Real estate remains one of the most preferred and safest investment options in India. A recent survey found that over 70% of women in India preferred real estate as an investment in 2024, up from 65% in 2022.
Unlike stocks and bonds, property is a tangible asset. It offers a sense of security, stability, and long-term wealth creation. However, buying real estate requires significant capital — often running into lakhs or even crores — which makes it difficult to purchase outright in cash. As a result, most investors turn to leverage to finance their property purchases.
In this article, we explore the various financing options and mortgage solutions available for investing in real estate in India.
Financing: Primary Option for Buying Property
Purchasing a property involves a substantial financial outlay, including upfront costs such as registration charges, which need to be paid in cash — even when financing the purchase. Paying the entire amount at once isn’t feasible for many.
This is where property financing comes into play. It allows investors to buy real estate without exhausting their savings by opting for EMIs (Equated Monthly Installments), although this comes with its own set of costs.
To qualify for property financing, investors typically need to meet the following criteria:
Creditworthiness: A good credit score improves the chances of loan approval.
Competitive Interest Rates: Lower rates help reduce borrowing costs.
Existing Debt: Lenders evaluate ongoing financial obligations before sanctioning loans.
Proper Documentation: All necessary paperwork must be in order.
Property Eligibility: The property must meet the lender’s criteria for financing.
Different Types of Investment Property
Investment properties come in various forms, each offering different risk and return profiles. From residential and commercial spaces to vacation rentals and REITs, investors can choose based on their financial goals, risk tolerance, and investment horizon.
With India’s booming tourism sector, investors are increasingly purchasing property in popular tourist destinations. These can be financed through multiple options and rented out to generate regular rental income.

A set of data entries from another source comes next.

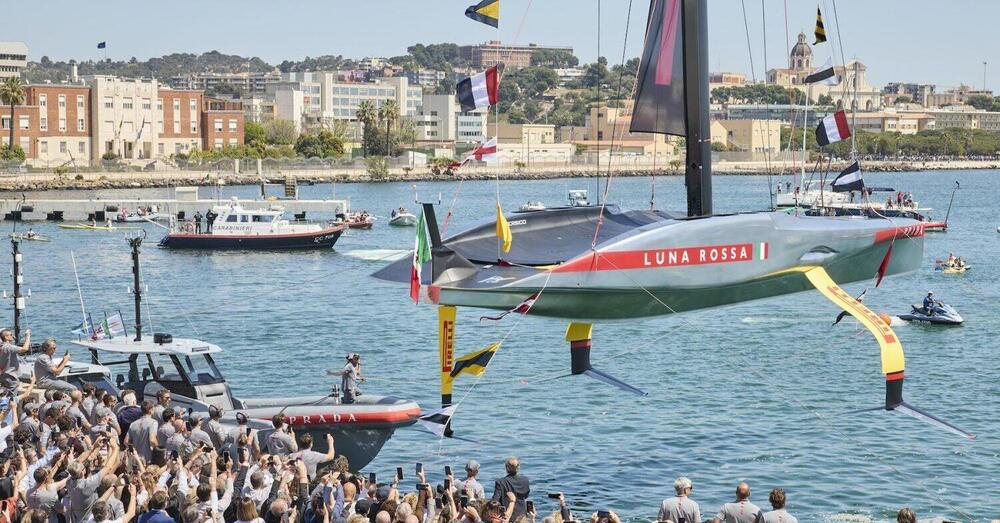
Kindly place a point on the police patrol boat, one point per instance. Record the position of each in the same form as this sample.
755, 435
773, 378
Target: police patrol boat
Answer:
236, 227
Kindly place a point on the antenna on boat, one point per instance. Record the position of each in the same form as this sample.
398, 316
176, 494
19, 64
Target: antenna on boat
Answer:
135, 242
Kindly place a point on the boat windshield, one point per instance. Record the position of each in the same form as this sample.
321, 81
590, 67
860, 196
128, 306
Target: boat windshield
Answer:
200, 369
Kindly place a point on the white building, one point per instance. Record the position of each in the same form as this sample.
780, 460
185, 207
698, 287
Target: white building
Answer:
13, 59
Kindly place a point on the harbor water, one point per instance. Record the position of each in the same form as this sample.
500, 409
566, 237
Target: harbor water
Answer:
753, 392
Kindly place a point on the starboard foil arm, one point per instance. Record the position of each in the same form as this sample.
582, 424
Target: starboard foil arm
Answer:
891, 349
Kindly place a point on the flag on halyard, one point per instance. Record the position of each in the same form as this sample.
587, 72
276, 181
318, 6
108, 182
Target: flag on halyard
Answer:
824, 75
475, 362
833, 129
522, 308
820, 30
849, 179
486, 152
421, 255
487, 12
503, 230
437, 421
479, 91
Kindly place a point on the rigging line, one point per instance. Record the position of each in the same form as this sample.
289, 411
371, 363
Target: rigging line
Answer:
614, 129
815, 413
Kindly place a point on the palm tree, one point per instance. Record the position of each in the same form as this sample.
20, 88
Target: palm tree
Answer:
366, 114
12, 93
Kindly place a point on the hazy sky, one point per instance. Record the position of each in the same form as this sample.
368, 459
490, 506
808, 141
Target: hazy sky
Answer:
914, 40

Pros of Financing an Investment Property
Financing an investment property can be a smart strategy, but it’s important to understand the benefits before proceeding. Here are a few key advantages:
Lower Initial Investment: Investors can purchase property by paying just 10–25% of the total cost and repay the balance via EMIs.
Tax Benefits: Deductions are available on home loan interest (up to Rs 2 lakh) and principal repayment (up to Rs 1.5 lakh), even in the case of joint ownership.
Portfolio Diversification: A smaller upfront payment allows investors to allocate funds across other asset classes such as equities, mutual funds, bonds, or gold.
Liquidity Retention: Financing preserves liquid cash that can be used for emergencies or unexpected expenses.
Rental Income Support: Rental income can help offset EMI payments, reducing the financial burden while building equity over time.
Inflation Hedge: Real estate often appreciates in value, making it a strong long-term hedge against inflation.
Cons of Financing an Investment Property
While financing offers many advantages, it’s not without risks:
Cash Flow Pressure: EMIs continue regardless of whether the property is generating rental income. Extended vacancies can lead to financial strain.
Negative Rental Yield: If rental income doesn’t cover EMIs and associated expenses, it can result in negative cash flow.
Credit Score Dependence: Securing a loan typically requires a high credit score. Those with poor scores may face high interest rates.
Prepayment Charges: Some banks levy fees if the loan is repaid early. These charges vary across lenders.
Interest Rate Fluctuation: Variable interest rates can increase repayment costs over time.
Foreclosure Risk: Failure to repay EMIs may lead to foreclosure, where the lender seizes the property.
Property Financing Options
Here are some common financing solutions for investors:
Conventional Home Loans: These secured loans finance up to 70–90% of the property’s value, depending on the borrower’s profile and the lender’s policies.
Mortgage Loans: The property is used as collateral. If the borrower defaults, the bank can seize it.
Home Equity Loans: Borrowers can use their existing home’s equity to secure a loan. The amount is based on the market value and loan-to-value ratio.
Private Money Loans: Offered by individuals or private entities, often family or friends. They provide flexible repayment terms and are based on mutual agreement.
Seller Financing: The seller finances the buyer directly. This avoids bank procedures and benefits buyers who may not qualify for loans. However, sellers may require a security deposit and bear the risk of default.
Hard Money Loans: These are short-term loans from private lenders, often used by those with poor credit scores. Approval depends on property value, not credit history, making them suitable for quick financing needs.
Wrapping Up
Financing investment property in India offers a strategic path to enter the real estate market without depleting your savings. It supports long-term wealth creation and opens doors to alternative investments.
However, like any financial decision, it comes with trade-offs — interest costs, monthly commitments, and market risks. Thorough research, sound financial planning, and selecting the right financing method based on individual goals and risk tolerance are essential before taking the leap.
*This article is for informational purposes only. This is not investment advice.